Fred took a moment. “I don’t follow,” he said after he had tried and failed to find a connection between Rick’s two observations.

“Not that anyone liked the guy,” Rick said.

“Oh.” Rodney Somerfest.

“It’s like something that happens in the city. New York. I went to New York one time. Almost got killed. I stepped into the road. It was a taxi.”

“What was he doing around here?” Fred asked.

“You couldn’t pay me to go to New York again,” Rick said. “I almost got killed.” He started moving the horses Fred had stacked against the wall Meg Harrison had designated earlier, into the cleared area he had swept. “Being you’re here, how do you want these horses?” he asked.

Fred showed him. Concentric rings around the model’s platform. Tomorrow he’d use the platform for himself.

“Does anyone have a theory what happened?” Fred asked.

“Ran a red light. Or it was me,” Rick said.

“To Rodney Somerfest, I mean.”

“Everyone says he was killed. Or it was an accident.”

“If he was killed, what for?”

“I think he had money. Looked like it. His car and all.”

“He was robbed, is your thought?” Fred said.

“Nobody liked him. Still,” Rick concluded, “Still you can’t help being upset. And then cops asking questions and all. People say you’re friendly with Morgan Flower.”

“Nope,” Fred said.

“He’s another one.”

Fred waited long enough to allow Rick to flesh out the thought. But Rick evidently believed the thought was complete. He continued moving the horses. The easels stayed against the wall. “He’s another what?” Fred asked finally.

“Rich guy that acts like he pretends like he wouldn’t know what to do if he had a hundred bucks in his pocket.”

“What’s he want with a job here?” Fred asked. “If he’s rich already?”

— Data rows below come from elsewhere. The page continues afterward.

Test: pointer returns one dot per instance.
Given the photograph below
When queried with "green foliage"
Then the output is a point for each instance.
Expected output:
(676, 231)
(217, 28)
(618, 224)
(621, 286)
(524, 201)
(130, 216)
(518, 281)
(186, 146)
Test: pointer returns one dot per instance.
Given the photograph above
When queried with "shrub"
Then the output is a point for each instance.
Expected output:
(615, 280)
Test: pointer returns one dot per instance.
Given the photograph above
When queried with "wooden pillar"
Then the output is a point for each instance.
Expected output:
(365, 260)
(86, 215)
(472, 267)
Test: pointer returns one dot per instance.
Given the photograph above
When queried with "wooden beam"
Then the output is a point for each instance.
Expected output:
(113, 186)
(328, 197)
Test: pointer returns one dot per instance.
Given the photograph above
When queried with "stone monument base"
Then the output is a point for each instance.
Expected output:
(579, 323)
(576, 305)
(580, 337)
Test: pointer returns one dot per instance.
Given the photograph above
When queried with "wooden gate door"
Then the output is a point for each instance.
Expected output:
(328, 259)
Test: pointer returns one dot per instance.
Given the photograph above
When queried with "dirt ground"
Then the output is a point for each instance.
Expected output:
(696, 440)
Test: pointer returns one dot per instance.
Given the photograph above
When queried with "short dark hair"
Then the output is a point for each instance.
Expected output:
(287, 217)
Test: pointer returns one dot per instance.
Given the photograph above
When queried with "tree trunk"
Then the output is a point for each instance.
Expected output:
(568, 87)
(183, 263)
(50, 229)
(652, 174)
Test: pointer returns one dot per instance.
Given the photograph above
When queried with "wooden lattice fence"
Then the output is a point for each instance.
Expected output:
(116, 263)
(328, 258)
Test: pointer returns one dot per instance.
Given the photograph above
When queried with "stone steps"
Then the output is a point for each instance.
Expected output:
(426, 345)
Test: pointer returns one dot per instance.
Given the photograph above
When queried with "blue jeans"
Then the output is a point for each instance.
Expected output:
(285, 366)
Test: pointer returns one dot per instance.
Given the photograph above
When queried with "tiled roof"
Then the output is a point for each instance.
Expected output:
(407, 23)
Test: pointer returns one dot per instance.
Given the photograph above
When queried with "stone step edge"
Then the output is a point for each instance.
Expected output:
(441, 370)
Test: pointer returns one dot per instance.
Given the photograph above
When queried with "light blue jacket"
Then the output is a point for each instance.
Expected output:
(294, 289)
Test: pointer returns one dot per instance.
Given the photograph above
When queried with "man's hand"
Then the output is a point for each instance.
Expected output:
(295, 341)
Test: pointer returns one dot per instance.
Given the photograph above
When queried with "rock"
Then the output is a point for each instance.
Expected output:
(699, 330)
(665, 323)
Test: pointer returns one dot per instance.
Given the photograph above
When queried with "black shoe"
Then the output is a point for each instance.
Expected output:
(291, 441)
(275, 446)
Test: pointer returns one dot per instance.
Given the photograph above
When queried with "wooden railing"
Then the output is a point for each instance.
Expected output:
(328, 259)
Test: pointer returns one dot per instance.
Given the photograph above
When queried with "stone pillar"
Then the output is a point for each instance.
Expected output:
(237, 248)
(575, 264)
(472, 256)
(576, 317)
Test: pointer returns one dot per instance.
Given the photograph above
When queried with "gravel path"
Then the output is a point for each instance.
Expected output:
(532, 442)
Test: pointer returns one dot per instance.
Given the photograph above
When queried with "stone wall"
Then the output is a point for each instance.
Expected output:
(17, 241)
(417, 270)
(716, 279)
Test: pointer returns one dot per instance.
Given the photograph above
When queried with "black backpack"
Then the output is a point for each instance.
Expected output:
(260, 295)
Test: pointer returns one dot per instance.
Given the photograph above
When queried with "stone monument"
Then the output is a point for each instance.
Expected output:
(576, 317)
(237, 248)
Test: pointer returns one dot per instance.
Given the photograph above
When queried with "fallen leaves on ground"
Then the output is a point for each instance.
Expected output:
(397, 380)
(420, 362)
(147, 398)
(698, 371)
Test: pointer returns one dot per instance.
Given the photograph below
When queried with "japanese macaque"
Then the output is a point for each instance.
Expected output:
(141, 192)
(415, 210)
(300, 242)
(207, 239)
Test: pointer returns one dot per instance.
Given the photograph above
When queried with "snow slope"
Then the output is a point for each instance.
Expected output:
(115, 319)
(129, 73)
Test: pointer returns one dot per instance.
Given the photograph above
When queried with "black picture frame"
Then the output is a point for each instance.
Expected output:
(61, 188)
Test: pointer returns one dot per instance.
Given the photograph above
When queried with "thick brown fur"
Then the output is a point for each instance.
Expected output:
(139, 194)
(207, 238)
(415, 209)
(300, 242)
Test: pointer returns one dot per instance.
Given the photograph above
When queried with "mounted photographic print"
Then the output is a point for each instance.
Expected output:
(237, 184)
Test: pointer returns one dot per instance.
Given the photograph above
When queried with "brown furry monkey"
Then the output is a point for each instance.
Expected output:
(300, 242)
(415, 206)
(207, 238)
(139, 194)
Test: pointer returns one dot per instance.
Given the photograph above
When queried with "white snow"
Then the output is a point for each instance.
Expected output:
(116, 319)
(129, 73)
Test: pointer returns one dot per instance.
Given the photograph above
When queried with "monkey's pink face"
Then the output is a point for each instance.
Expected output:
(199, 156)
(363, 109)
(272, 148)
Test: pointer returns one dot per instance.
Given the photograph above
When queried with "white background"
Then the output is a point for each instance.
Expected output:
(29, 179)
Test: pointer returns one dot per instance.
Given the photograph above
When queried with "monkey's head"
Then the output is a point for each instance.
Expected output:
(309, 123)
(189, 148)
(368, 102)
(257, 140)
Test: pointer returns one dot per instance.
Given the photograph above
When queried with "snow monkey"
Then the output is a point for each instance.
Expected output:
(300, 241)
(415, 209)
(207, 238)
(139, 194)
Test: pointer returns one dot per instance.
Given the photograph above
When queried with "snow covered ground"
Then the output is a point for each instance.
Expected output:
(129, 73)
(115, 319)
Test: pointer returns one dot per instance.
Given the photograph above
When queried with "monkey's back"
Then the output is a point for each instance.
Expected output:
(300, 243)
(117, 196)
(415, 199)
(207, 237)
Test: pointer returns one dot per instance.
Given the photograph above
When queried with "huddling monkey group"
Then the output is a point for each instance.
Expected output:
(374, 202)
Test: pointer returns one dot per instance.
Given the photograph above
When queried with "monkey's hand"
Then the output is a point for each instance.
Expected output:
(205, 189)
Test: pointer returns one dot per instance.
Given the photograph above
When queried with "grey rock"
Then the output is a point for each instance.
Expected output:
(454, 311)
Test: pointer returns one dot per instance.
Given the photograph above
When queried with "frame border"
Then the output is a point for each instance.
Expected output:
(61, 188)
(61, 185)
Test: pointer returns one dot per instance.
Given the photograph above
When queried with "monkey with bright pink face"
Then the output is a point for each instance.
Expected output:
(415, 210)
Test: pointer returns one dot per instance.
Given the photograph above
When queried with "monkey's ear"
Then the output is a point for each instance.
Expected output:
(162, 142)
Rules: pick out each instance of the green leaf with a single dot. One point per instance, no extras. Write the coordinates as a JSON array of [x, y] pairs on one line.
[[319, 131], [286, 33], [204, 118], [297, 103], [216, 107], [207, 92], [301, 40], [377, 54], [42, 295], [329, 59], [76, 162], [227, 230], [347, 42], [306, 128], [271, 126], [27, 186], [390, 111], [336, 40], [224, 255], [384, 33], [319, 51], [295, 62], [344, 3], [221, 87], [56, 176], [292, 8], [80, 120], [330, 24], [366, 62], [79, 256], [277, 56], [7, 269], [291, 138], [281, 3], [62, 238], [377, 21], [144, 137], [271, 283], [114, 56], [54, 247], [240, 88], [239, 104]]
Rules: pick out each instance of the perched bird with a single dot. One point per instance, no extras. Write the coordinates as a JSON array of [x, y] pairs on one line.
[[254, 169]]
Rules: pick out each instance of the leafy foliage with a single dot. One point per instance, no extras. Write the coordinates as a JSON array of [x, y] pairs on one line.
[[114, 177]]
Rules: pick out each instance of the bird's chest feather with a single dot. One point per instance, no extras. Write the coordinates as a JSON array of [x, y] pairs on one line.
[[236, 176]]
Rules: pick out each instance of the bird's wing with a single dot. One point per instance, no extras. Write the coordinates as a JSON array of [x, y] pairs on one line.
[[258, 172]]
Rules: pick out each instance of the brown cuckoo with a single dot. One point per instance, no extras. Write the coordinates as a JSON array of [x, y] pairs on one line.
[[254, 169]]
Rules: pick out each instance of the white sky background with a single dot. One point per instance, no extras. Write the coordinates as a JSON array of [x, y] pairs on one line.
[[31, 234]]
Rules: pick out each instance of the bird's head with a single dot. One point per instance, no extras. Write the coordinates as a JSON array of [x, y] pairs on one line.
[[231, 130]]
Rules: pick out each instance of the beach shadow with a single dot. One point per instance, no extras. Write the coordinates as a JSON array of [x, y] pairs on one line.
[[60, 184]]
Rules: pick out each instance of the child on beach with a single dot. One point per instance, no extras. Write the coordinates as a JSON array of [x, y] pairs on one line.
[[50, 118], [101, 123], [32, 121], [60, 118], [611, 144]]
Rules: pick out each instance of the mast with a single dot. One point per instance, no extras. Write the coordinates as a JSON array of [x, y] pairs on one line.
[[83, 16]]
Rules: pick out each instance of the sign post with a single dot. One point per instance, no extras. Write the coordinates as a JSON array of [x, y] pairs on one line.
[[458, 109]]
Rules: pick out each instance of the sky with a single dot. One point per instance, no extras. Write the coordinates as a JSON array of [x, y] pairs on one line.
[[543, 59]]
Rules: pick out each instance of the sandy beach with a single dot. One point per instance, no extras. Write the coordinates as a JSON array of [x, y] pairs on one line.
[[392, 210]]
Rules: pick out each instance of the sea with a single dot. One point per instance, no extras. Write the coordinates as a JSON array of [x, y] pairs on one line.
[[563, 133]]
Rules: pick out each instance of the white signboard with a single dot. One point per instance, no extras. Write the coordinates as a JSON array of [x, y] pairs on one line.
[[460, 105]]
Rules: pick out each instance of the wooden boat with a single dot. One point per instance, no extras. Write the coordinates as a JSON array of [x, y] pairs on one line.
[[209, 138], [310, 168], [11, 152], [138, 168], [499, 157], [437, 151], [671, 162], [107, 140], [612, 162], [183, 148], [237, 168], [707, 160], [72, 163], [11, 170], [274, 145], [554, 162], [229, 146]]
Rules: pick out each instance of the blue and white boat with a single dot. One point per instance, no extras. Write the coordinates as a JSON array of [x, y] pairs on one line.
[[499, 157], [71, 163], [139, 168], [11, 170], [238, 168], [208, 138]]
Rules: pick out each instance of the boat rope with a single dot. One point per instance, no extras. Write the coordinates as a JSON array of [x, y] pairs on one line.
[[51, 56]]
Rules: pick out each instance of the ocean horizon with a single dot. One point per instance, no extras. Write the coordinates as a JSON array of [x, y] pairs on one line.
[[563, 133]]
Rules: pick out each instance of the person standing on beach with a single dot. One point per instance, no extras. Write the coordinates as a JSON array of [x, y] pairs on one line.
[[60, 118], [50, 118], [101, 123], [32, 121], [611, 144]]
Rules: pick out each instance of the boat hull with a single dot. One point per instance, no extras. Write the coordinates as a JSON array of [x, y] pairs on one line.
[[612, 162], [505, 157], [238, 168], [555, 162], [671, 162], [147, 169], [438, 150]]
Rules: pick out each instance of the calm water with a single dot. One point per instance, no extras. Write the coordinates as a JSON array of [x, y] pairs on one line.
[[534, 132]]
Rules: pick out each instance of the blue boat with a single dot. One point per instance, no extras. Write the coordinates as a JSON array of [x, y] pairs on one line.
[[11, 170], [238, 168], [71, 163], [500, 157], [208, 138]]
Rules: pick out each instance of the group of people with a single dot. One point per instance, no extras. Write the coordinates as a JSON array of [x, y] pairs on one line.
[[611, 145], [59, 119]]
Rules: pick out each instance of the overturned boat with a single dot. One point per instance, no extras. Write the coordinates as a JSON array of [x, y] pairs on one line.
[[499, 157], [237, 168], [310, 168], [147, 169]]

“Rich as he is, he can do anything he wants. Like with that girl. Woman. Student. I had him last year. Writing about my problems. Well he’s got a problem now. The cops are all over his car.”

Rick started sweeping the area he had cleared of furniture. “Broke into it, I guess,” he said. Dusted it for prints. Looked everywhere. Then towed it.” He smiled as he swept.

“Does anyone know where they went?” Fred asked. “Suspect, I should say.”

“If they went to New York, look out!”

***

A good deal later, after he’d managed to discourage Clay from imagining the prospect of instant gratification, Fred was able to reach Molly.

“Sure,” she said, “there’s a trolley that runs right to the beach, but Prince Charles prefers the car. According to Mom. And her car’s here, as you know, since she gets someone to drive it down. And the bargain I had to make is, OK, we’ll take the car as long as I drive. Which also means I have to find somewhere to park. But that beats letting Mom drive. Anyway, Terry is thrilled to pick up after that dratted dog. It’s good practice for her. Teach her how to grow up to be a woman.

“Anyway. Morgan Flower. That was one of the names you gave me? Wait. Listen. Your message. Someone was killed? Be careful!”

“Someone died,” Fred said. “We don’t know how. Killed is a possibility.”

“Rodney Somerfest. You told me. I looked him up. The only Rodney Somerfest I could find is a car dealer in Concord, New Hampshire.”

“That’s him,” Fred said. “With a career change.”

“This other name you gave me. Morgan Flower. I can’t find anything. You can Google Morgan Flower until the cows come home. Nothing.”